Become a licensed registered nurse (RN), if you are not one already. Accredited and Board-approved registered nursing programs are available at many Ohio community colleges and universities in 2-year associate's and 4-year baccaulaureate formats. Upon completion, you will be required to apply to the Ohio Board of Nursing and pass an exam for licensure as an RN.
Obtain at least two years of experience caring for elderly or chronically ill patients by finding employment with a long-term care facility, home health agency or similar health-care program. Note that nursing experience in areas such as intensive, emergency or general medical surgical care does not meet the requirements of the Ohio Administrative Code.

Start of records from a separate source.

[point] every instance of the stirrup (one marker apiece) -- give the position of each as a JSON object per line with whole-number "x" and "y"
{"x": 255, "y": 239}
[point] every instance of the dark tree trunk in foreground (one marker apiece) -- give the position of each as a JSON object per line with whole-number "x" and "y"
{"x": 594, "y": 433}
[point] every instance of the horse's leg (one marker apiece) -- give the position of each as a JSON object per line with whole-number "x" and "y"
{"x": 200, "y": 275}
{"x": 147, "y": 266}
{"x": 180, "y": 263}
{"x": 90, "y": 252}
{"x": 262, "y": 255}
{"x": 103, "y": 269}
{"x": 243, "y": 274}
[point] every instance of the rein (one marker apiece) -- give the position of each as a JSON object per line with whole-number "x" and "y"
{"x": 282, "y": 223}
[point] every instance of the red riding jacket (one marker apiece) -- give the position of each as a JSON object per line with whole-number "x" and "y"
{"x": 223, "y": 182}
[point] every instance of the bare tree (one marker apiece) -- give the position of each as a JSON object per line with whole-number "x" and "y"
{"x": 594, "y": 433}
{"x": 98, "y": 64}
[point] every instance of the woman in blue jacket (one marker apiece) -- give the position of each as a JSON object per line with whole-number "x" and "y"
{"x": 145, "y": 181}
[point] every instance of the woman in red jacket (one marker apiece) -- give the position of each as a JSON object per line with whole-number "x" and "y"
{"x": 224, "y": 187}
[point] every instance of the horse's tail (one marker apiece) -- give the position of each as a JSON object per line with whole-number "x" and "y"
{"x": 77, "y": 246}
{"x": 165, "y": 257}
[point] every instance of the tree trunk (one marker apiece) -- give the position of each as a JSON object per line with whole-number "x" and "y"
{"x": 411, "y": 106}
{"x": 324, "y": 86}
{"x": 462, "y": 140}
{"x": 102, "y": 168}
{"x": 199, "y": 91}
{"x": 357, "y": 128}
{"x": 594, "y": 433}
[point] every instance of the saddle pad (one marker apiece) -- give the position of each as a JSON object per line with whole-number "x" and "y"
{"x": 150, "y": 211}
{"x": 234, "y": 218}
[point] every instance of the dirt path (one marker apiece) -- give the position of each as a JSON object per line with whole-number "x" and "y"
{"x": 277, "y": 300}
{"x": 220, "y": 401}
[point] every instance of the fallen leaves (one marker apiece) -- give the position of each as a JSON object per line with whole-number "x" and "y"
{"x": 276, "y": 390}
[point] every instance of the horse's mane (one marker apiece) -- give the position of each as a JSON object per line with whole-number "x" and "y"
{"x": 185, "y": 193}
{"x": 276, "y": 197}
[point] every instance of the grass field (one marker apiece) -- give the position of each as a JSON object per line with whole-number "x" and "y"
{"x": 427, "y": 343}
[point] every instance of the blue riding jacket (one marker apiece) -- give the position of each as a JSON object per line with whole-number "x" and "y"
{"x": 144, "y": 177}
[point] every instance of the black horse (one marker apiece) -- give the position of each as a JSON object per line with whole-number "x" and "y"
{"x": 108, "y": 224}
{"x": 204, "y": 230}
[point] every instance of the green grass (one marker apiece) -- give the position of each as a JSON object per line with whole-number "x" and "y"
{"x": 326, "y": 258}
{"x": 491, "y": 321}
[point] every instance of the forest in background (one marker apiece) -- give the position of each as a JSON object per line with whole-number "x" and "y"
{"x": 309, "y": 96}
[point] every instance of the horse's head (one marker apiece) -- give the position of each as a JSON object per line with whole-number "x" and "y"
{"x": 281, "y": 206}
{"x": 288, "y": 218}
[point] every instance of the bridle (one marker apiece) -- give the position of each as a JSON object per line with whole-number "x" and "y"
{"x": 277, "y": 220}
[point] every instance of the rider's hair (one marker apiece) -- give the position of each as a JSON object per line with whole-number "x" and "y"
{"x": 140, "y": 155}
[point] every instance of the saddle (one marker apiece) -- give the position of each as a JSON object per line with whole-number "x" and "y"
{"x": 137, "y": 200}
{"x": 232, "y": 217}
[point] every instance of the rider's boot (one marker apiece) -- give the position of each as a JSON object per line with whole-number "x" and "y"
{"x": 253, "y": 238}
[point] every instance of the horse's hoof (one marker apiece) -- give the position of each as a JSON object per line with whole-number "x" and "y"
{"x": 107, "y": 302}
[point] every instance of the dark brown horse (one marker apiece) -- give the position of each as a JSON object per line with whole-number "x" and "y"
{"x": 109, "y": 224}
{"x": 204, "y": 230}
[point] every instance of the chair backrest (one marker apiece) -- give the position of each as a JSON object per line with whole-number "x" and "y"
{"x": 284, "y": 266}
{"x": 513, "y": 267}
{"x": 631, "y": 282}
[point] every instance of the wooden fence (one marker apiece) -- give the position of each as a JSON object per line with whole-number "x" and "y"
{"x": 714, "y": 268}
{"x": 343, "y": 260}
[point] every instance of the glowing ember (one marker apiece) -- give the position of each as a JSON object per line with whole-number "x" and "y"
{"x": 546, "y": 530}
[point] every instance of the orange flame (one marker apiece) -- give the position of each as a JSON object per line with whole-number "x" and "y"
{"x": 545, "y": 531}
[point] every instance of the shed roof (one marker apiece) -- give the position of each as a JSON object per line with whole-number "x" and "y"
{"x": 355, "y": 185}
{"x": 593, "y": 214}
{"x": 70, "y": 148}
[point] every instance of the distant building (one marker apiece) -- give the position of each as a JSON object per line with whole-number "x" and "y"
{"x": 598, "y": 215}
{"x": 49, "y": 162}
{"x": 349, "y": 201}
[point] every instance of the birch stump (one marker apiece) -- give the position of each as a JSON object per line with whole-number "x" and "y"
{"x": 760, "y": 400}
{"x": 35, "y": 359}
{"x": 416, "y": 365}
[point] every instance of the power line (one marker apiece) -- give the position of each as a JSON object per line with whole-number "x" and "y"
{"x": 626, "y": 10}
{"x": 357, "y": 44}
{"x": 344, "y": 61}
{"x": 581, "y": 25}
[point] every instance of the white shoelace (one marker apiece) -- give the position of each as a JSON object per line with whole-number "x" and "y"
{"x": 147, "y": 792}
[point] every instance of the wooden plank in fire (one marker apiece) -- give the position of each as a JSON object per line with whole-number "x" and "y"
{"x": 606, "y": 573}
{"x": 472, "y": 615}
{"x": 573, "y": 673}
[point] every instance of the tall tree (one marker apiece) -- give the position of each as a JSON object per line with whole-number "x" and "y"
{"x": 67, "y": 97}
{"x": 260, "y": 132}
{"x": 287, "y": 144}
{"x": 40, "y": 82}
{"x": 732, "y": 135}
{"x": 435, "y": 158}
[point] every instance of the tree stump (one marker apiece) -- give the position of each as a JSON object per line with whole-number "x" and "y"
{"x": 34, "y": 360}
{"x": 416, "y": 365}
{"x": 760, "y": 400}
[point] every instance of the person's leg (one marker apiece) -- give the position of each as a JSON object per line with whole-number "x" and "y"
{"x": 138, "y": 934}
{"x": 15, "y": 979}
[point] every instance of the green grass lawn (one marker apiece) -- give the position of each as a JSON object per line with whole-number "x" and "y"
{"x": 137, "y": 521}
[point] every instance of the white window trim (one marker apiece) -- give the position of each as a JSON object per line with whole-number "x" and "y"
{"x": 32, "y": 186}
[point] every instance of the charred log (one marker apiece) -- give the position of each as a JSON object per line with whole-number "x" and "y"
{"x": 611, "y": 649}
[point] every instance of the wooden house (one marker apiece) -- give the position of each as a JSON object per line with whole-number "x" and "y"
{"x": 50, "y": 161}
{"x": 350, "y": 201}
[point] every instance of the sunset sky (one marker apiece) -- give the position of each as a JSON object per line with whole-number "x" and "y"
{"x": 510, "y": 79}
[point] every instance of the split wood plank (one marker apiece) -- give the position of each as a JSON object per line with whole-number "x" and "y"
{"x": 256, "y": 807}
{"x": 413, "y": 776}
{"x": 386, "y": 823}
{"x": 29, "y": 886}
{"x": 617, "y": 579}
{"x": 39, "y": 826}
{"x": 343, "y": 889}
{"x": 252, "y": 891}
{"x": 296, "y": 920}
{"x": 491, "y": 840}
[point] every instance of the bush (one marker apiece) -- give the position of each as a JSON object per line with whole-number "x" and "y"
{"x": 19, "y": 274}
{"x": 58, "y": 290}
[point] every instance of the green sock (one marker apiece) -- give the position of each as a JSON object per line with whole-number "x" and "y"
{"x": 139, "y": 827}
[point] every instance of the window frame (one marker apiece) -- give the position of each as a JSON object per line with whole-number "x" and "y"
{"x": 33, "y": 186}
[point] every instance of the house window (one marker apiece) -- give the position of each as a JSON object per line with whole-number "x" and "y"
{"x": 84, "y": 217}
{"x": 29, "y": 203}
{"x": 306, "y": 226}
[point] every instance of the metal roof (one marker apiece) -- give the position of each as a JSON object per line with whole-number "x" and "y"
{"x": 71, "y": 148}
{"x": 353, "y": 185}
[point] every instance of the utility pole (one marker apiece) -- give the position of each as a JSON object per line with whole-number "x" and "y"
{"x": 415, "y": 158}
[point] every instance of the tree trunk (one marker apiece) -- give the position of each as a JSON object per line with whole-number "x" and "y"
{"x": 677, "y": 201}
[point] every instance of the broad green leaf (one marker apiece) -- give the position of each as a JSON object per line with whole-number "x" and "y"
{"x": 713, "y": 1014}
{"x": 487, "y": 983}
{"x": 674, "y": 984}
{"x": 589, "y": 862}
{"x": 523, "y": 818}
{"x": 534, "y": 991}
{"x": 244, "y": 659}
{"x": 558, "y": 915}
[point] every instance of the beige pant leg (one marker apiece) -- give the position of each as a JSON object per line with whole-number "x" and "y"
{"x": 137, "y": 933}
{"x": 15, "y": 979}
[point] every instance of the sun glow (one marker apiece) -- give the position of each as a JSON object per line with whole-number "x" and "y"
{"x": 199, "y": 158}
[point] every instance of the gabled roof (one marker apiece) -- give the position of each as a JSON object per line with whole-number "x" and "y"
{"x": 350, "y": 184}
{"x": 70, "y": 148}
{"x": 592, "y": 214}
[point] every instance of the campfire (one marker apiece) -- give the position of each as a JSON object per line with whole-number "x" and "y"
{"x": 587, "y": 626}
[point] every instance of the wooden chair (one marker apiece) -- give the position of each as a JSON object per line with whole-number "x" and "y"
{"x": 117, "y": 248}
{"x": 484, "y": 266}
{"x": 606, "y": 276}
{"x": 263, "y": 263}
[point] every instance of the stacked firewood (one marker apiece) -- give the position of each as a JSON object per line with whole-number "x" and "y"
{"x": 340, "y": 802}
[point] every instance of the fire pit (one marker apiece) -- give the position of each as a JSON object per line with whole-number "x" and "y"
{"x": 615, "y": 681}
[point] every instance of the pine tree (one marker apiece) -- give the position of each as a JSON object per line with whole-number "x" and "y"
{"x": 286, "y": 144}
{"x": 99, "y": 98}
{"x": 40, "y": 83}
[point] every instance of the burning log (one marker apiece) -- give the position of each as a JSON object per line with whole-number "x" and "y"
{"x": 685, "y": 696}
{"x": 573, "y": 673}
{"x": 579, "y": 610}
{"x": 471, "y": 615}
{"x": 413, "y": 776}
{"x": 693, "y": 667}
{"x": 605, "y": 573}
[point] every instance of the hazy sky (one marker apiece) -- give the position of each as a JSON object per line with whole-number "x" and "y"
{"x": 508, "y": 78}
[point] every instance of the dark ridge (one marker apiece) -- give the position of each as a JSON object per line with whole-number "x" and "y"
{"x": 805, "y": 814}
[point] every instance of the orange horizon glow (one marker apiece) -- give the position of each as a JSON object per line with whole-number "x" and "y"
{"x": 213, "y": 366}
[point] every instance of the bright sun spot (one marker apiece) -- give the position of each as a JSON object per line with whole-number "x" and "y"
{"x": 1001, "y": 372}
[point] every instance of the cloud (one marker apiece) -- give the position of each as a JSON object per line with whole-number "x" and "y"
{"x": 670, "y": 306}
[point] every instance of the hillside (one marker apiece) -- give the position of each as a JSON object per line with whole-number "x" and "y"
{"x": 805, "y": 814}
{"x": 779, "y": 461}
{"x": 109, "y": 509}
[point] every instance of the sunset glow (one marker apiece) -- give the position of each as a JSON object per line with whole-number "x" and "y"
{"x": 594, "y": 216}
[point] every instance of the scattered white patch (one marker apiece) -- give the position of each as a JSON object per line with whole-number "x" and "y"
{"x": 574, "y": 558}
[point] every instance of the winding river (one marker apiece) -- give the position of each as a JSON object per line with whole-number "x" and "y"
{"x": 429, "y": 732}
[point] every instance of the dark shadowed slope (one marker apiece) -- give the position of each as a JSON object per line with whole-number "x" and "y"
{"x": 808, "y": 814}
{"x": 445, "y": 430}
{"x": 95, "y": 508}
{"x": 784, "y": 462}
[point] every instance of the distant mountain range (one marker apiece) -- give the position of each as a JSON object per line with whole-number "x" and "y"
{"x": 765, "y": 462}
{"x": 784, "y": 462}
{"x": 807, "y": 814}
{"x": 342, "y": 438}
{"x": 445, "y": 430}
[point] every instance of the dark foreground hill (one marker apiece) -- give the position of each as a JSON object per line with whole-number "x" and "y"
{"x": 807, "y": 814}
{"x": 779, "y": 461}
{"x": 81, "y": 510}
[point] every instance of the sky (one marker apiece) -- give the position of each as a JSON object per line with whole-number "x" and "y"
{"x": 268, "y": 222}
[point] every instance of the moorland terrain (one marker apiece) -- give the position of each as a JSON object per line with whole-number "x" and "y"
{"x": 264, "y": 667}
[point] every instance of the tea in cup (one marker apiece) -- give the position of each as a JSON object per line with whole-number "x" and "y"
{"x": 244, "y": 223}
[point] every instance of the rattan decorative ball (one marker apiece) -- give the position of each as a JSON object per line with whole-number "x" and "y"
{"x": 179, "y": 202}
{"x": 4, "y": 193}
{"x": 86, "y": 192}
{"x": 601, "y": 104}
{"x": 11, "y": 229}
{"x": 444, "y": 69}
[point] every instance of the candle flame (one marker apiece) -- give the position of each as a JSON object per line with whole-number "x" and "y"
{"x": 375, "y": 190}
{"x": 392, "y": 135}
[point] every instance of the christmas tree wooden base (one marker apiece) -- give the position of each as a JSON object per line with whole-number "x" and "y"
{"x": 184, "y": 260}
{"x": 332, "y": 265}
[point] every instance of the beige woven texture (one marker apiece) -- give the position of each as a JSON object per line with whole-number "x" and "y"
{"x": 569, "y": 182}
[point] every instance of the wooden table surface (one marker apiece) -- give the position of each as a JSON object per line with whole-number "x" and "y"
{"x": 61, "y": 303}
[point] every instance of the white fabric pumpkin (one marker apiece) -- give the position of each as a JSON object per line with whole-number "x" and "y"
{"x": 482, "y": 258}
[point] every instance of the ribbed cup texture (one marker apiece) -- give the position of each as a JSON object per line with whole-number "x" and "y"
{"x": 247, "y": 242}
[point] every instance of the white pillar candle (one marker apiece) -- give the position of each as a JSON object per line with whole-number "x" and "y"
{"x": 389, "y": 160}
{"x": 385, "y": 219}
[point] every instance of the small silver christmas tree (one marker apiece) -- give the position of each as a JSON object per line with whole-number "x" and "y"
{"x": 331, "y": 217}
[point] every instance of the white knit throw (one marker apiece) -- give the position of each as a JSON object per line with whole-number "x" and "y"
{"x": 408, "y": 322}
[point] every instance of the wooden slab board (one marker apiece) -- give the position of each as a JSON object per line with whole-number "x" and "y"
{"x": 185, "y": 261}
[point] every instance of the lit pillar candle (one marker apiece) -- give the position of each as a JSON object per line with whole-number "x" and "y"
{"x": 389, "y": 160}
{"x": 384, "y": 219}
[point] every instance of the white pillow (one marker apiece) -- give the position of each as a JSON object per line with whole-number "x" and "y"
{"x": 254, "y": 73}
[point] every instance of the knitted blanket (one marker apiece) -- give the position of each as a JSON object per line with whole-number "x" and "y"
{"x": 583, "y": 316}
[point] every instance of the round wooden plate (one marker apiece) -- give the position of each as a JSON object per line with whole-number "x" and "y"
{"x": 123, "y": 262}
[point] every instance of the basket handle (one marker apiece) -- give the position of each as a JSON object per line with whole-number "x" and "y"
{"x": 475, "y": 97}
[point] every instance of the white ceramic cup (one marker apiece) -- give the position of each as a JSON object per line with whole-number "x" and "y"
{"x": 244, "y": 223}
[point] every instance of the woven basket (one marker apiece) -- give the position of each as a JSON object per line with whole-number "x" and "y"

Complete a train-the-trainer (TTT) program approved by the Ohio Department of Health. You can contact the NATCEP office to obtain a list of approved programs, or consult with potential employers about the TTT programs they offer for nurses interested in becoming STNA instructors. Additionally, familiarize yourself with the STNA training program requirements found in Chapter 3701-18 of the Ohio Administrative Code.
Prepare your resume and begin applying for STNA instructor positions. Open jobs can be found by contacting local long-term care facilities or community colleges that offer STNA training programs, or by utilizing job boards oriented to health care or education.
You may be an instructor for a facility-based STNA training program holding only a licensed practical nurse (LPN) license, but you must meet all additional requirements as well.